Like many others of my generation, I first learned about transsexuality when the British journalist and travel writer James/Jan Morris was interviewed on the BBC in 1975. A highly gifted and clearheaded writer with a wonderful sense of humor, Morris discussed her long struggle with the dilemma of feeling undeniably like a female from the age of 5 and yet possessing a male body and presenting to the world as a male. In Morris’s forthright book on the subject, Conundrum, she provides one of the deepest and most revealing narratives on what it is like to be unable to enjoy that calm sense of being at home in your own skin, of being one with yourself. Morris had married a woman to whom he was deeply attached and had five children. By all accounts, he was a wonderful and devoted father. But as the years went by, he became ever more miserable until in his 50s, and with the blessing of his wife, he underwent the long and difficult process of a sex change.
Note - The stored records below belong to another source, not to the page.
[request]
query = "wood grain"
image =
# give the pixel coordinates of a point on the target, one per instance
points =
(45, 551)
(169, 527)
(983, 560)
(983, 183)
Here are Morris’s heartfelt words describing the change:
Now when I looked down at myself I no longer seemed a hybrid or chimera: I was all of a piece, as proportioned once again, as I had been so exuberantly on Everest long before. Then I had felt lean and muscular; now I felt above all, deliciously clean. The protuberances I had grown increasingly to detest had been scoured from me. I was made, by my own lights, normal.
Gender identity is one thing, sexual orientation another, and the vast majority of homosexuals have no issue with gender identity at all. They just happen to be attracted to members of their own sex. This tends to be true also of cross-dressing males, who are fully content in the male gender identity but who enjoy dressing up in women’s clothing. How is sexual orientation related to the brain? There are undoubtedly many causal pathways that can lead to homosexuality or bisexuality, most involving the hypothalamus in one way or another. Sometimes sexual orientation can be affected by the chromosomal and genetic variations discussed earlier. The hypothalamic changes are likely to be quite different from those found in someone who is transsexual or transgendered.